Paintings associated with Paete artist Jose Luciano Dans adorn its walls. A bas relief of John the Baptist and the Baptism of our Lord are among the most treasured ecclesiastic items.

One of the more unusual features of the church is the Botafumeiro, a swinging thurible hung on large metal arches inscribed with verses from the song of Zechariah.

== Marian devotion ==
In 1694, a supposed miracle surrounding the arrival of the image of the Immaculate Concepcion to the church was documented by the parish priest and the signed by the local members of the principalia who witnessed the event. This manuscript is found in the Archivo Franciscano Ibero Oriental in Madrid, Spain.

The arrival of the image on that faithful day wilted the plants and lost all their leaves around the church patio, particularly the Lucban citruses. The day after, the same Lucban miraculously blossomed at the same time. Another witness claims that they saw deathly ill people be healed after the community prayed to the image.

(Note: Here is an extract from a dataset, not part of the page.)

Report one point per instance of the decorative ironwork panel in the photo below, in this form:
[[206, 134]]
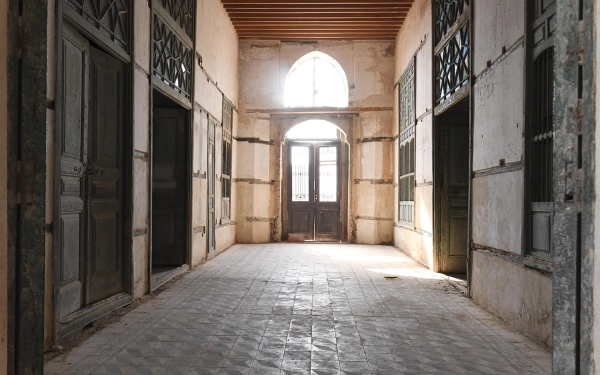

Furthermore, a parishioner who was attacked and dragged by a crocodile into the Laguna de Bay, prayed to God and the Virgin Mary was claimed to be saved by a mysterious woman who resembles the image that arrived in the church.

The current church devotion to the Virgin Mary is found in their reverence to the Nuestra Señora Dela Paz (arrived 1865), considered to be their secondary patron, with her fiesta being celebrated during May 20. This image is found in the first level of the main altar.

== In popular culture ==
- The interior of the church was seen in a scene in the 1971 film Asedillo.
- The church was a main setting for the 2015 biopic film Felix Manalo.
- The church was a setting for the 2016 television series Ang Panday.